METHODS: Between 1990 and 2000, 31 patients (11 men, mean age, 34 years) with intractable TLE were prospectively selected on the basis of the absence or paucity of spikes ([lt] 1/hour). We compared the clinical and laboratory characteristics of these individuals with a group of 27 age-matched (10 men, mean age, 38 years) randomly selected non-lesional TLE patients who had frequent spikes.
RESULTS: Oligospikers showed a later age at seizure onset (19 vs 10 years, p=0.004), shorter disease duration (14 vs 28 years, p[lt]0.001), lower incidence of secondarily generalized tonic-clonic (SGTC) seizures (10% vs 81%, p[lt]0.001) and no status epilepticus (SE) (0 vs 22%). Also, hippocampal atrophy (HA) was less commonly found in oligospikers (58% vs 96%, p=0.001). However, there were no difference between the two groups in the incidence of family history of epilepsy, risk factors, febrile convulsions, and type of medication. Excellent surgical outcome (Engel[ssquote]s class Ia) was found in 14/23 (61%) oligospikers and 17/25 (67%) TLE patients with frequent spikes.

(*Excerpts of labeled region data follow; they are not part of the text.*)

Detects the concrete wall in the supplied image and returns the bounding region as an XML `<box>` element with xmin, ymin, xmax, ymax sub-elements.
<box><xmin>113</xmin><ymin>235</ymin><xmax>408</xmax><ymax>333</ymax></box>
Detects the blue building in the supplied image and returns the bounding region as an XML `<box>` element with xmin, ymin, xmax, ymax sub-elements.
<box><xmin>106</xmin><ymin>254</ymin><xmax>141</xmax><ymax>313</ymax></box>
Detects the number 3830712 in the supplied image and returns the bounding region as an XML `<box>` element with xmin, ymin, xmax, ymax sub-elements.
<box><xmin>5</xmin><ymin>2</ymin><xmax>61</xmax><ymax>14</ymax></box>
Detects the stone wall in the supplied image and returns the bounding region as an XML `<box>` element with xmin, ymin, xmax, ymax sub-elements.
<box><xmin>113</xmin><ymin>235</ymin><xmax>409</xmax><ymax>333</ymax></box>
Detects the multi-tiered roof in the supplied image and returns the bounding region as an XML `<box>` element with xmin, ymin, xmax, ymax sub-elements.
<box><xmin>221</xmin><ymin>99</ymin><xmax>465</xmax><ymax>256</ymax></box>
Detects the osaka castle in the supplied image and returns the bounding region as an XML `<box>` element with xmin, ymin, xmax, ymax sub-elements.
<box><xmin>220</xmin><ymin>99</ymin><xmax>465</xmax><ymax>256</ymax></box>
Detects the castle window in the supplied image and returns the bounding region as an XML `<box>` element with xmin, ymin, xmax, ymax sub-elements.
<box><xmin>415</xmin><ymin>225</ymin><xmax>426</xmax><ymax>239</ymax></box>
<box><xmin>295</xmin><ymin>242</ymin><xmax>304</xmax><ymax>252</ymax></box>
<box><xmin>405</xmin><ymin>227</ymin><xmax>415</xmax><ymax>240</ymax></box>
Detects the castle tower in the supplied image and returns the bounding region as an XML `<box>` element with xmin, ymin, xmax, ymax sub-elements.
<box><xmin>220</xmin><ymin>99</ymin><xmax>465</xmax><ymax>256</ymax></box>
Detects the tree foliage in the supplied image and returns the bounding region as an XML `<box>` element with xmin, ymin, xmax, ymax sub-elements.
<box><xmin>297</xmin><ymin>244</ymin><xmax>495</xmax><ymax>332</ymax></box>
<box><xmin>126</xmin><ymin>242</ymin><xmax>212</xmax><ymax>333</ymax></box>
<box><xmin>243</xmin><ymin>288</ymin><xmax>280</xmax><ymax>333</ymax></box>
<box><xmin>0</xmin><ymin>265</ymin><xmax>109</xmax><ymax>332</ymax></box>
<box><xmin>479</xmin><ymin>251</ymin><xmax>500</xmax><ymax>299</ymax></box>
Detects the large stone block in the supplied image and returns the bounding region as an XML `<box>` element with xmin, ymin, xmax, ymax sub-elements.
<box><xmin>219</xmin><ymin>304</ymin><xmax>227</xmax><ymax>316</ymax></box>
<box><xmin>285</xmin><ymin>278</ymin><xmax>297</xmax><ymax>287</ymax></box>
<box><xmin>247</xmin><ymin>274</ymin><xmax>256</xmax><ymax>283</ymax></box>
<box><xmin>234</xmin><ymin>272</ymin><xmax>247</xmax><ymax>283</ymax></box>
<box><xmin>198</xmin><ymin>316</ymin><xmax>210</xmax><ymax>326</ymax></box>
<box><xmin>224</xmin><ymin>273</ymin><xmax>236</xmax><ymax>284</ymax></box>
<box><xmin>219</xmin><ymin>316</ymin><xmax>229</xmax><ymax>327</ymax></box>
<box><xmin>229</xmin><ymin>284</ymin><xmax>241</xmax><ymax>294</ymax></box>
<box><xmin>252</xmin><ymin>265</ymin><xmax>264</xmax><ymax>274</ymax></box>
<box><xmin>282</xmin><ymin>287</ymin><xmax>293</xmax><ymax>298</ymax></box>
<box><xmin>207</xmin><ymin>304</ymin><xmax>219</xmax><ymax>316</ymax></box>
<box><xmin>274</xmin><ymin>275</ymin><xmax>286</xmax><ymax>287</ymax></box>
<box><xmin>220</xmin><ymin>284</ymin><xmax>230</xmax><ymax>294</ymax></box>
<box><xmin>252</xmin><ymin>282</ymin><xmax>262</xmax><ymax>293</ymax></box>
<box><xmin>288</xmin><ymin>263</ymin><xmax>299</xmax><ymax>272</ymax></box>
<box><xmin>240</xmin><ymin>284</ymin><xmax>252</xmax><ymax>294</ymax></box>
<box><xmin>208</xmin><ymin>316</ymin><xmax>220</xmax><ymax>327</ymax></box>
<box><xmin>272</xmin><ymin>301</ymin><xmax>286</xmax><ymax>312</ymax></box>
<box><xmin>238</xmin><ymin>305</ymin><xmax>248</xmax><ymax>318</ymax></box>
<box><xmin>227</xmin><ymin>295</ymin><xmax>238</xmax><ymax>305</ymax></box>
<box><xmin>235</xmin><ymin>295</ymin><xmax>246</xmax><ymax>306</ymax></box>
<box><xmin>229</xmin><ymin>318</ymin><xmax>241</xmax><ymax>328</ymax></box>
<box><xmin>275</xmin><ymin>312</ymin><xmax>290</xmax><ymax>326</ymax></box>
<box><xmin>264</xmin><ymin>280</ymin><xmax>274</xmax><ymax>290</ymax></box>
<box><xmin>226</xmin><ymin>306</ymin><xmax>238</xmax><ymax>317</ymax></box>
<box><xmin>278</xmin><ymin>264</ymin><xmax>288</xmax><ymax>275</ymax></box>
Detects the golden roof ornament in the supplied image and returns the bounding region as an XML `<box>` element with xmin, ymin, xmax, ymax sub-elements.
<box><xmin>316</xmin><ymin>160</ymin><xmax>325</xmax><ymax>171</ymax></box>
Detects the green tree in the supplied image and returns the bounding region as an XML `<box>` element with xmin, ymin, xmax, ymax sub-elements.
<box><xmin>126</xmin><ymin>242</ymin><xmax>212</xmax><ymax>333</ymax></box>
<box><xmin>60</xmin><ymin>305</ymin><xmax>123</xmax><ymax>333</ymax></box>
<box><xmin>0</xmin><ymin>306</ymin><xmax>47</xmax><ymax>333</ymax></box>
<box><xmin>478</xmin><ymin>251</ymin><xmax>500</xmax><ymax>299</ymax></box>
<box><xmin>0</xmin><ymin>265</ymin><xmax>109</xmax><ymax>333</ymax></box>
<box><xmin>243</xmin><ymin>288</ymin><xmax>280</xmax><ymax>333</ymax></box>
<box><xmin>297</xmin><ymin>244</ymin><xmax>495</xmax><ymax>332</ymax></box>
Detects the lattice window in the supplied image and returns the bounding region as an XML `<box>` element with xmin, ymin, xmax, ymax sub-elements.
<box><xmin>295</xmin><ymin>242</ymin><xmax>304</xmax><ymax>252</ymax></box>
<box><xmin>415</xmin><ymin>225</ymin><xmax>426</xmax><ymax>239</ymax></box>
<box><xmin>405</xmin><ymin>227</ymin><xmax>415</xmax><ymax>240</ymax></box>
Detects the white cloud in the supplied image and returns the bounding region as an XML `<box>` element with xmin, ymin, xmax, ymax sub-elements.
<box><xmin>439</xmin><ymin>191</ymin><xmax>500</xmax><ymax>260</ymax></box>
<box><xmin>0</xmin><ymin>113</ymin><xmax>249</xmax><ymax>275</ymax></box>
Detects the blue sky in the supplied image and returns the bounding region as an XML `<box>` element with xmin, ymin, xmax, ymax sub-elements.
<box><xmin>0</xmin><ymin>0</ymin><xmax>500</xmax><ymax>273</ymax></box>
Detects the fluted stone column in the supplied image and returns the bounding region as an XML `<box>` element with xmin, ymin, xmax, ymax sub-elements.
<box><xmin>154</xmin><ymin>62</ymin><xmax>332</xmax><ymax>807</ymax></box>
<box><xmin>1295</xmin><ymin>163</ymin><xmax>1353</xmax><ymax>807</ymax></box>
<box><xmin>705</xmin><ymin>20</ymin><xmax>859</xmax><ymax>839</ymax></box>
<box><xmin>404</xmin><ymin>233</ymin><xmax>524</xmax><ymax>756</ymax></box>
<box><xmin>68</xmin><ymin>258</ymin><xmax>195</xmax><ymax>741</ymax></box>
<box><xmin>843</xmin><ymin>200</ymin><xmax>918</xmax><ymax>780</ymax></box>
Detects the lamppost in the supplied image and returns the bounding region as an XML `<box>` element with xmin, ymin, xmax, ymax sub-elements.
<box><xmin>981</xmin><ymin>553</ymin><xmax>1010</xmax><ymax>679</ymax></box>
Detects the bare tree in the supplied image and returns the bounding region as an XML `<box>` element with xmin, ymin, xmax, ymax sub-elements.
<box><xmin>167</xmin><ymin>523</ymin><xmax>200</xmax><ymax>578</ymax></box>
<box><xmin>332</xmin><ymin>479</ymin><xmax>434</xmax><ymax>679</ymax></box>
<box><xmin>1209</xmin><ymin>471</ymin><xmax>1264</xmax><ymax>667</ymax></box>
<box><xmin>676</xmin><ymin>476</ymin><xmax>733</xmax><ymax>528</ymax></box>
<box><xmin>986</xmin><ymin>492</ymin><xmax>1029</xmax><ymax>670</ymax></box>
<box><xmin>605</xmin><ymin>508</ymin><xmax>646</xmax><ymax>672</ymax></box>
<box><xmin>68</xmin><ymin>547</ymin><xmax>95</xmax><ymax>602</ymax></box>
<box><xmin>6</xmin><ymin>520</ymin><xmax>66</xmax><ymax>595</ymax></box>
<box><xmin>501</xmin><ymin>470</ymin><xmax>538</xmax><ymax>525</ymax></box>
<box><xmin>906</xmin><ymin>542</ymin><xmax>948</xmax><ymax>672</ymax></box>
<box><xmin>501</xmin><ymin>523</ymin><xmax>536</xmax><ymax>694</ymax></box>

CONCLUSIONS: The striking lack of spikes in some patients with refractory TLE over long interval led us to think that they represent a distinct TLE group with a more benign disease course. Oligospikers have less severe epilepsy as suggested by a later age of seizure onset, shorter duration of epilepsy, rare SGTC seizures and no SE. They also have a lower incidence of HA. The similarity of etiological factors compared to patients with frequent spikes suggests that the rarity of spikes reflect a disease that is not really distinct, but less severe, particularly with respect to SGTC seizures and SE. Nevertheless, oligospikers also have frequent complex partial seizures, and their epilepsy may be severe enough to consider surgery.